While Americans have not received the bump to their budgets promised under “Bidenomics,” Iran is relishing its pay raise from the Biden administration’s policies.
A five-year high in oil exports has filled Iran’s coffers, despite the U.S. claiming to have sanctions on the regime. Not to mention the $6 billion the administration greenlit in response to the terror state’s hostage “diplomacy.” This summer, the Islamic Revolutionary Guard Corps Quds Force (IRGC-QF), a Foreign Terrorist Organization, raised some of its proxies’ salaries by 13 percent. This means that the IRGC-QF, and its proxies, have ample support to kill Americans, attack our partners, and threaten the region.
These developments matter deeply to American security at home and our allies and partners in the Middle East, several of whom are only separated by a narrow body of water from the world’s leading sponsor of terrorism.
On this third anniversary of the Abraham Accords, the most significant advancement to peace in the Middle East, we are reminded of the need to strengthen our partnerships in the face of increasing Iranian aggression.
Aristotle once said, “A common danger unites even the bitterest enemies.” That is true of the Abraham Accords. Their very foundation is a common interest in security, one that has supported flourishing ties, from free trade agreements to advancements in inter-faith dialogues. These breakthroughs epitomize the seismic changes we are now seeing throughout the Middle East as U.S. partners work together to deter terrorism.
As a member of the Senate Armed Services Committee and a combat veteran who served in Iraq and Kuwait, I deeply understand the importance of the Accords. It’s why I co-founded the Senate Abraham Accords Caucus which has been a driving force behind my bipartisan legislation to bring our partners together, and we have already had incredible success.
Last year, all eight of the Caucus co-chairs, across party lines in both the House and the Senate, came together to support my DEFEND Act, which works with our partners to build an integrated air and missile defense system to take on the threat posed by Iran and its violent proxies. Since becoming law, we have already seen progress, which is why we are advancing the MARITIME Act to direct similar integration at sea, which is increasingly important as Iran ramps up its marine aggression.
While Congress can advance the foundation of the Accords, we cannot legislate the president into projecting strength.

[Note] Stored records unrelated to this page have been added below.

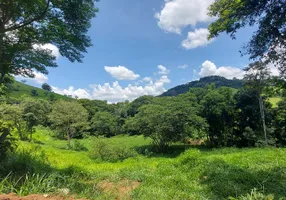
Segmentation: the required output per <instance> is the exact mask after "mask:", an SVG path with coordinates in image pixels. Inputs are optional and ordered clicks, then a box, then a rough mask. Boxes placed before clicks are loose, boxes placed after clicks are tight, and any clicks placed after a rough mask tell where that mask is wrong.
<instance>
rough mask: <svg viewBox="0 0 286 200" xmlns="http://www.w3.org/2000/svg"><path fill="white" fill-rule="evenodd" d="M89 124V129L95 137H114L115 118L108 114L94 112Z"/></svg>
mask: <svg viewBox="0 0 286 200" xmlns="http://www.w3.org/2000/svg"><path fill="white" fill-rule="evenodd" d="M91 123H92V124H91V128H92V129H93V131H94V132H96V134H97V135H104V136H106V137H111V136H114V135H116V132H115V127H116V121H115V117H114V116H113V115H112V114H111V113H109V112H106V111H105V112H96V113H95V115H94V116H93V118H92V119H91Z"/></svg>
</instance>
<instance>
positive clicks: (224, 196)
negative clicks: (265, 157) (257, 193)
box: [201, 159, 286, 199]
mask: <svg viewBox="0 0 286 200" xmlns="http://www.w3.org/2000/svg"><path fill="white" fill-rule="evenodd" d="M201 183H202V184H203V185H207V187H208V188H209V190H210V192H211V193H213V194H214V196H215V197H214V198H216V199H225V198H228V197H238V196H242V195H243V196H244V195H246V194H247V193H250V192H251V190H252V189H254V188H256V189H257V190H259V191H261V192H262V193H264V194H266V195H268V194H272V195H274V197H275V199H279V198H281V197H285V196H286V168H285V167H275V168H272V169H269V170H255V169H250V168H249V169H245V168H241V167H239V166H235V165H229V164H227V163H226V162H225V161H223V160H221V159H215V160H212V161H207V163H206V165H205V167H204V171H203V173H202V177H201Z"/></svg>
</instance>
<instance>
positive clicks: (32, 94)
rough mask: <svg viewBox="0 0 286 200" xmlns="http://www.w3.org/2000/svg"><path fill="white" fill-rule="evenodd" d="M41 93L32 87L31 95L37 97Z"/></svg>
mask: <svg viewBox="0 0 286 200" xmlns="http://www.w3.org/2000/svg"><path fill="white" fill-rule="evenodd" d="M38 95H39V94H38V91H37V90H35V89H32V90H31V96H32V97H36V96H38Z"/></svg>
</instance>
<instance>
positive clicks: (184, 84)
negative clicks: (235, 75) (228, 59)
mask: <svg viewBox="0 0 286 200" xmlns="http://www.w3.org/2000/svg"><path fill="white" fill-rule="evenodd" d="M211 83H214V84H215V85H216V87H231V88H236V89H240V88H242V86H243V81H242V80H239V79H233V80H229V79H226V78H224V77H221V76H207V77H203V78H200V80H197V81H191V82H189V83H186V84H184V85H178V86H176V87H174V88H171V89H169V90H168V91H166V92H164V93H163V94H162V95H161V96H177V95H179V94H184V93H187V92H188V91H189V90H190V88H196V87H202V88H205V87H206V85H208V84H211Z"/></svg>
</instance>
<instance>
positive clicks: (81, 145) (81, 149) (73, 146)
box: [72, 140, 87, 151]
mask: <svg viewBox="0 0 286 200" xmlns="http://www.w3.org/2000/svg"><path fill="white" fill-rule="evenodd" d="M72 149H73V150H75V151H87V148H86V147H85V146H84V145H83V144H82V143H81V142H80V141H78V140H74V142H73V145H72Z"/></svg>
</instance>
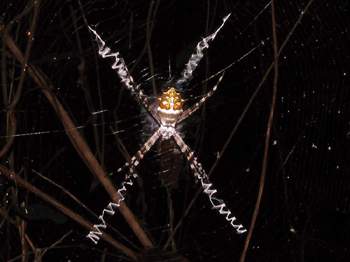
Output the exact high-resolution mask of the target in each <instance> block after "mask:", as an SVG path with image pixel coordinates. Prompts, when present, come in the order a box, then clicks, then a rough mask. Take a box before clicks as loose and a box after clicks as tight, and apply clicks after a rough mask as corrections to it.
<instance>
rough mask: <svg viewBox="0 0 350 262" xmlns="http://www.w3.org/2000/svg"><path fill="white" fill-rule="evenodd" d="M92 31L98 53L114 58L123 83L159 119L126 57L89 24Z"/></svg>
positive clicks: (104, 56) (145, 108) (121, 79)
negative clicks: (129, 72) (131, 68)
mask: <svg viewBox="0 0 350 262" xmlns="http://www.w3.org/2000/svg"><path fill="white" fill-rule="evenodd" d="M88 28H89V30H90V32H91V33H93V34H94V36H95V39H96V42H97V45H98V53H99V55H100V56H101V57H102V58H108V57H111V58H113V59H114V63H113V64H112V69H115V70H116V71H117V74H118V76H119V78H120V80H121V82H122V83H123V85H124V87H125V88H126V89H127V90H129V91H130V93H131V95H132V96H133V97H134V99H135V100H136V102H137V103H138V104H139V105H140V106H142V107H143V108H145V109H146V111H147V112H148V113H149V114H150V115H151V116H152V117H153V118H154V119H155V120H156V121H157V122H159V121H158V119H157V117H156V115H155V114H154V113H153V110H152V108H151V105H150V102H149V101H148V97H147V96H146V95H145V94H144V93H143V91H142V89H140V85H136V84H135V82H134V79H133V77H132V76H131V75H130V73H129V70H128V67H127V66H126V64H125V61H124V59H123V58H122V57H121V55H120V53H119V52H112V50H111V49H110V48H109V47H108V46H107V45H106V42H105V41H104V40H103V39H102V38H101V36H100V35H99V34H98V33H97V32H96V30H94V29H92V28H91V27H90V26H88Z"/></svg>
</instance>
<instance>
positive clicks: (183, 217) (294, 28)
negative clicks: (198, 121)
mask: <svg viewBox="0 0 350 262" xmlns="http://www.w3.org/2000/svg"><path fill="white" fill-rule="evenodd" d="M313 1H314V0H310V1H309V2H308V4H307V5H306V6H305V8H304V10H303V11H302V12H301V13H300V15H299V17H298V19H297V21H296V22H295V23H294V25H293V27H292V29H291V30H290V31H289V33H288V35H287V36H286V38H285V40H284V41H283V43H282V45H281V46H280V49H279V51H278V56H280V55H281V53H282V51H283V50H284V48H285V46H286V45H287V43H288V42H289V39H290V38H291V37H292V35H293V34H294V32H295V29H296V28H297V27H298V25H299V24H300V22H301V20H302V19H303V17H304V15H305V14H306V12H307V11H308V9H309V8H310V6H311V4H312V3H313ZM273 67H274V62H272V63H271V64H270V66H269V67H268V68H267V69H266V71H265V74H264V75H263V77H262V79H261V81H260V82H259V84H258V86H257V87H256V89H255V90H254V92H253V94H252V95H251V97H250V99H249V101H248V103H247V105H246V106H245V108H244V110H243V112H242V113H241V115H240V117H239V118H238V120H237V122H236V124H235V126H234V127H233V129H232V131H231V133H230V135H229V137H228V138H227V139H226V142H225V144H224V146H223V147H222V149H221V150H220V152H219V154H218V155H219V157H218V158H217V159H216V161H215V162H214V164H213V165H212V167H211V169H210V171H209V173H208V176H209V177H210V176H211V175H212V173H213V172H214V170H215V168H216V166H217V165H218V163H219V161H220V159H221V158H222V156H223V154H224V153H225V151H226V149H227V147H228V145H229V144H230V143H231V140H232V138H233V136H234V135H235V134H236V132H237V130H238V128H239V127H240V126H241V123H242V122H243V119H244V118H245V116H246V114H247V113H248V111H249V109H250V107H251V105H252V104H253V102H254V100H255V98H256V97H257V95H258V94H259V92H260V90H261V87H262V86H263V84H264V83H265V81H266V80H267V78H268V76H269V75H270V73H271V71H272V68H273ZM201 192H202V189H201V188H200V189H198V190H197V192H196V194H195V195H194V197H193V198H192V200H191V202H190V203H189V204H188V206H187V208H186V210H185V212H184V213H183V215H182V216H181V218H180V220H179V222H178V223H177V225H176V227H175V229H174V234H175V233H176V232H177V230H178V229H179V228H180V226H181V224H182V223H183V221H184V219H185V218H186V217H187V215H188V214H189V212H190V210H191V208H192V207H193V205H194V203H195V201H196V200H197V198H198V196H199V195H200V193H201ZM170 237H173V236H170Z"/></svg>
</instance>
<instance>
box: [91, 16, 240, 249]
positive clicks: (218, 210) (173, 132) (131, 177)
mask: <svg viewBox="0 0 350 262" xmlns="http://www.w3.org/2000/svg"><path fill="white" fill-rule="evenodd" d="M230 15H231V14H228V15H227V16H225V17H224V18H223V19H222V23H221V25H220V26H219V27H218V28H217V29H216V31H215V32H213V33H212V34H210V35H208V36H206V37H205V38H203V39H202V40H201V41H199V42H198V44H197V46H196V49H195V52H194V53H193V54H192V55H191V57H190V59H189V61H188V62H187V63H186V65H185V69H184V70H183V72H182V74H181V76H180V78H179V79H178V80H177V81H176V85H175V86H177V85H178V84H183V83H187V82H189V81H190V80H191V78H192V74H193V72H194V70H195V69H196V68H197V66H198V64H199V62H200V61H201V59H202V58H203V56H204V55H203V51H204V50H205V49H207V48H208V47H209V42H211V41H213V40H214V39H215V37H216V35H217V33H218V32H219V31H220V30H221V28H222V27H223V26H224V24H225V23H226V21H227V19H228V18H229V17H230ZM89 30H90V31H91V33H92V34H93V35H94V36H95V38H96V42H97V45H98V48H99V50H98V53H99V55H100V56H101V57H102V58H108V57H111V58H113V59H114V63H113V64H112V69H115V70H116V71H117V74H118V75H119V78H120V79H121V82H122V83H123V85H124V87H125V88H126V89H127V90H129V91H130V93H131V95H132V96H133V97H134V99H135V100H136V102H137V103H138V104H139V105H140V106H141V107H143V108H145V109H146V111H147V112H148V113H149V114H150V115H151V116H152V117H153V118H154V119H155V121H156V122H157V124H158V129H157V130H156V131H155V132H154V133H153V135H152V136H151V137H150V138H149V139H148V140H147V141H146V142H145V143H144V144H143V146H142V147H141V148H140V149H139V150H138V151H137V152H136V154H135V155H134V156H133V157H131V159H130V161H128V162H126V163H125V164H124V166H123V167H121V168H119V169H118V172H121V171H122V170H124V169H128V172H127V174H126V176H125V179H124V182H122V186H121V188H120V189H119V190H118V192H119V194H120V196H121V197H120V200H119V202H118V203H110V204H109V205H108V208H107V209H104V210H103V213H102V215H101V216H100V217H99V218H100V220H101V222H102V224H100V225H95V226H94V227H95V229H96V231H90V233H89V234H88V235H87V237H88V238H90V239H91V240H92V241H93V242H94V243H95V244H96V243H97V241H98V240H99V236H98V235H101V234H102V232H101V231H100V229H99V228H100V227H101V228H106V223H105V221H104V218H103V216H104V215H105V213H107V214H110V215H113V214H114V210H113V208H114V207H119V205H120V203H121V201H124V199H125V193H126V191H127V189H126V185H130V186H132V185H133V181H132V180H133V178H136V177H137V176H138V175H137V173H136V170H135V169H136V167H137V166H138V165H139V163H140V161H141V160H142V159H143V157H144V156H145V154H146V153H147V152H148V151H149V150H150V149H151V148H152V146H153V145H154V144H155V143H156V142H157V141H158V140H159V139H163V140H168V139H173V140H174V141H175V143H176V144H177V146H178V147H179V149H180V151H181V152H182V153H183V154H184V155H185V156H186V159H187V161H188V162H189V166H190V168H191V170H192V172H193V174H194V176H195V178H196V179H197V180H198V181H199V182H200V184H201V186H202V188H203V192H204V193H205V194H207V196H208V199H209V201H210V203H211V205H212V207H213V209H216V210H218V212H219V214H221V215H224V216H225V219H226V220H227V222H229V224H230V225H231V226H232V227H233V228H234V229H235V230H236V232H237V233H238V234H242V233H244V232H246V231H247V230H246V229H245V228H244V226H243V225H242V224H239V223H236V221H237V219H236V217H235V216H233V215H232V212H231V211H230V210H229V209H228V208H227V206H226V204H225V203H224V201H223V200H222V199H219V198H217V197H216V196H215V194H216V192H217V190H216V189H214V188H213V184H212V183H211V182H210V180H209V177H208V175H207V173H206V172H205V170H204V169H203V167H202V164H201V163H200V162H199V161H198V159H197V157H196V156H195V153H194V151H193V150H192V149H191V148H190V147H189V146H188V145H187V144H186V143H185V142H184V140H183V139H182V137H181V136H180V135H179V133H178V131H177V128H176V127H177V125H178V124H179V123H181V122H182V121H184V120H185V119H187V118H188V117H189V116H191V115H192V114H193V113H194V112H196V111H197V110H198V109H199V108H200V107H201V105H203V104H204V103H205V102H206V100H207V99H208V98H210V97H211V96H212V95H213V94H214V93H215V91H216V90H217V87H218V86H219V84H220V82H221V80H222V78H223V74H221V76H220V77H219V79H218V81H217V83H216V84H215V86H214V87H213V88H212V89H211V90H210V91H209V92H208V93H207V94H206V95H204V96H203V97H202V98H201V99H200V100H199V101H198V102H197V103H195V104H194V105H192V106H191V107H189V108H187V109H185V110H184V108H183V105H184V100H183V99H182V97H181V93H180V91H179V90H177V89H176V87H175V86H169V87H167V88H166V89H165V91H163V92H162V94H161V95H160V97H159V98H158V105H154V104H151V103H150V102H149V98H148V97H147V96H146V95H145V94H144V93H143V91H142V90H141V89H140V85H136V84H135V82H134V80H133V78H132V76H131V75H130V73H129V70H128V68H127V66H126V64H125V62H124V59H123V58H122V57H121V56H120V53H119V52H112V50H111V49H110V48H109V47H108V46H106V43H105V41H103V39H102V38H101V37H100V35H99V34H98V33H97V32H96V30H94V29H93V28H91V27H90V26H89Z"/></svg>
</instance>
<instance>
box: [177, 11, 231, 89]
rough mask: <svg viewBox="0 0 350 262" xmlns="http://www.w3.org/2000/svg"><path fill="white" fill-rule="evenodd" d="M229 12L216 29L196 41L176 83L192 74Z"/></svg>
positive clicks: (199, 61) (186, 81)
mask: <svg viewBox="0 0 350 262" xmlns="http://www.w3.org/2000/svg"><path fill="white" fill-rule="evenodd" d="M230 15H231V14H228V15H227V16H225V17H224V18H223V19H222V20H223V21H222V23H221V25H220V26H219V27H218V28H217V29H216V31H215V32H214V33H212V34H210V35H208V36H207V37H204V38H203V39H202V40H201V41H199V42H198V44H197V46H196V50H195V52H194V53H193V54H192V55H191V57H190V59H189V60H188V62H187V64H186V65H185V69H184V70H183V72H182V74H181V77H180V79H179V80H177V82H176V83H177V84H183V83H185V82H187V81H189V80H190V79H191V78H192V74H193V72H194V70H195V69H196V68H197V66H198V64H199V62H200V61H201V60H202V58H203V56H204V54H203V51H204V50H205V49H207V48H208V47H209V42H211V41H213V40H214V39H215V37H216V35H217V33H218V32H219V31H220V30H221V28H222V27H223V26H224V25H225V23H226V21H227V19H228V18H229V17H230Z"/></svg>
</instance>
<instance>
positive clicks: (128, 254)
mask: <svg viewBox="0 0 350 262" xmlns="http://www.w3.org/2000/svg"><path fill="white" fill-rule="evenodd" d="M0 175H3V176H5V177H6V178H7V179H9V180H12V181H13V182H15V183H16V185H18V186H19V187H22V188H24V189H26V190H27V191H29V192H31V193H33V194H35V195H36V196H38V197H39V198H41V199H43V200H44V201H46V202H48V203H50V204H51V205H53V206H54V207H55V208H57V209H58V210H59V211H61V212H62V213H63V214H65V215H66V216H67V217H69V218H71V219H72V220H74V221H75V222H77V223H78V224H80V225H81V226H83V227H85V228H86V229H87V230H93V229H94V227H93V224H92V223H90V222H88V221H87V220H85V219H84V218H83V217H82V216H80V215H78V214H77V213H75V212H73V211H72V210H71V209H69V208H68V207H66V206H64V205H63V204H61V203H60V202H58V201H57V200H56V199H54V198H53V197H51V196H49V195H48V194H46V193H44V192H43V191H41V190H40V189H38V188H37V187H35V186H33V185H32V184H30V183H29V182H27V181H26V180H24V179H23V178H21V177H20V176H18V175H17V174H16V173H15V172H13V171H11V170H9V169H8V168H7V167H5V166H3V165H0ZM101 238H102V239H103V240H105V241H106V242H108V243H109V244H111V245H112V246H113V247H115V248H116V249H118V250H120V251H121V252H123V253H124V254H125V255H127V256H128V257H130V258H132V259H133V260H135V261H136V260H137V255H136V253H135V252H134V251H133V250H131V249H129V248H128V247H126V246H124V245H123V244H121V243H119V242H118V241H116V240H114V239H113V238H112V237H111V236H110V235H109V234H106V233H104V234H103V235H102V236H101Z"/></svg>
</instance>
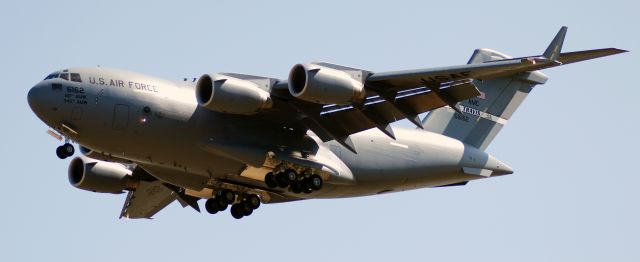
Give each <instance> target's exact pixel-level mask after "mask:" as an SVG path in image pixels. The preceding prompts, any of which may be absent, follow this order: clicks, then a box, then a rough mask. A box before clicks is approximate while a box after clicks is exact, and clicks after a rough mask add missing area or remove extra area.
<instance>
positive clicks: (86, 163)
mask: <svg viewBox="0 0 640 262" xmlns="http://www.w3.org/2000/svg"><path fill="white" fill-rule="evenodd" d="M131 173H132V172H131V171H130V170H129V169H127V168H126V167H124V166H123V165H121V164H118V163H111V162H105V161H100V160H96V159H92V158H88V157H85V156H79V157H76V158H74V159H73V160H71V163H70V164H69V183H71V185H72V186H74V187H76V188H80V189H83V190H87V191H92V192H99V193H114V194H117V193H122V191H123V190H125V189H132V188H134V187H135V183H136V181H135V180H134V179H133V178H132V176H131Z"/></svg>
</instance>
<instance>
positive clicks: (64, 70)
mask: <svg viewBox="0 0 640 262" xmlns="http://www.w3.org/2000/svg"><path fill="white" fill-rule="evenodd" d="M56 78H62V79H64V80H67V81H69V80H71V81H73V82H78V83H82V77H80V74H79V73H69V70H67V69H65V70H63V71H62V73H59V72H55V73H51V74H49V75H48V76H47V77H45V78H44V80H49V79H56Z"/></svg>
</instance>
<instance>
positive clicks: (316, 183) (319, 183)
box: [308, 175, 323, 190]
mask: <svg viewBox="0 0 640 262" xmlns="http://www.w3.org/2000/svg"><path fill="white" fill-rule="evenodd" d="M308 183H309V187H311V189H313V190H320V189H321V188H322V184H323V182H322V177H320V176H319V175H311V176H310V177H309V181H308Z"/></svg>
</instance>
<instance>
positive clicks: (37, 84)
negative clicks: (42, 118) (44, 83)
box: [27, 84, 47, 116]
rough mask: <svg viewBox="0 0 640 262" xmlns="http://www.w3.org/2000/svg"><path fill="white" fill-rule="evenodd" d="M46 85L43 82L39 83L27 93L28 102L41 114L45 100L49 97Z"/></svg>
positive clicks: (34, 111) (39, 115) (33, 107)
mask: <svg viewBox="0 0 640 262" xmlns="http://www.w3.org/2000/svg"><path fill="white" fill-rule="evenodd" d="M46 91H47V90H45V88H44V87H42V85H41V84H37V85H36V86H34V87H32V88H31V89H30V90H29V93H28V94H27V102H28V103H29V107H31V110H32V111H33V112H34V113H36V115H38V116H41V115H42V112H43V108H44V107H45V101H46V98H47V94H46Z"/></svg>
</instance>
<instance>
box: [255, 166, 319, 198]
mask: <svg viewBox="0 0 640 262" xmlns="http://www.w3.org/2000/svg"><path fill="white" fill-rule="evenodd" d="M264 182H265V184H267V186H268V187H270V188H289V190H291V192H293V193H296V194H300V193H305V194H310V193H311V192H313V191H317V190H320V189H321V188H322V184H323V181H322V177H320V176H319V175H317V174H311V175H308V174H299V173H298V172H296V171H295V170H294V169H291V168H289V169H286V170H284V171H281V172H276V173H275V174H274V173H273V172H269V173H268V174H267V175H266V176H265V177H264Z"/></svg>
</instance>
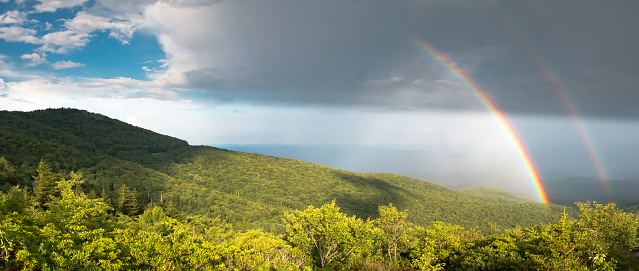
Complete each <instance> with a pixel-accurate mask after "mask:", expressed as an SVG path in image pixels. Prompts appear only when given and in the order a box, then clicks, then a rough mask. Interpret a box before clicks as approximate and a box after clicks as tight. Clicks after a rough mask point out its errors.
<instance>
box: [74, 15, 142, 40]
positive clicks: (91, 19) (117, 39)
mask: <svg viewBox="0 0 639 271" xmlns="http://www.w3.org/2000/svg"><path fill="white" fill-rule="evenodd" d="M142 23H143V19H142V16H140V15H137V14H126V15H123V16H116V17H114V18H109V17H104V16H97V15H93V14H89V13H86V12H78V14H77V15H76V16H75V17H74V18H73V19H71V20H68V21H66V22H65V23H64V25H65V26H66V28H67V29H69V30H71V31H75V32H77V33H86V34H88V33H92V32H94V31H102V30H109V37H112V38H114V39H117V40H119V41H120V42H122V43H125V44H126V43H128V41H127V40H128V39H130V38H131V37H132V36H133V33H134V32H135V31H136V30H137V29H138V28H140V27H141V26H142Z"/></svg>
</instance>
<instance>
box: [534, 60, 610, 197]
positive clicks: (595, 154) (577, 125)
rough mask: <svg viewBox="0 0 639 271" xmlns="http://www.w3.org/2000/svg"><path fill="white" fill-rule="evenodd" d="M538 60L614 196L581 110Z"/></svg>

This summer, frustration with the Biden administration’s failure to enforce the law on Iran’s illegal seizure of an oil tanker traveling between two United Arab Emirate (UAE) ports caused the UAE – a U.S. partner – to stop engaging with the U.S.-led maritime forces in the region. This is a clear example of how an Iranian appeasement strategy threatens the breakthroughs we have achieved and even moves the historic Abraham Accords backwards.
This is why I have been leading bipartisan oversight in the Senate to advance the Accords and am demanding that this administration deter aggression and project American strength. Step one in achieving this is for the U.S. to enforce the law and seize more Iranian illicit oil, which, despite our sanctions, has continued to grow in quantity.
Three years into the Abraham Accords, we cannot fail to protect this historic agreement, but this administration’s attempt to pander to Tehran in pursuit of a flawed nuclear agreement would roll back the very sanctions we must enforce, further endangering the region and placing more U.S. resources and assets at risk.
We have witnessed greater stability in the region due to the once-impossible partnerships created and sustained by the Abraham Accords. The Biden administration must not allow the progress to unravel.
If the Abraham Accords are a shield, our sanctions enforcement must be a sword.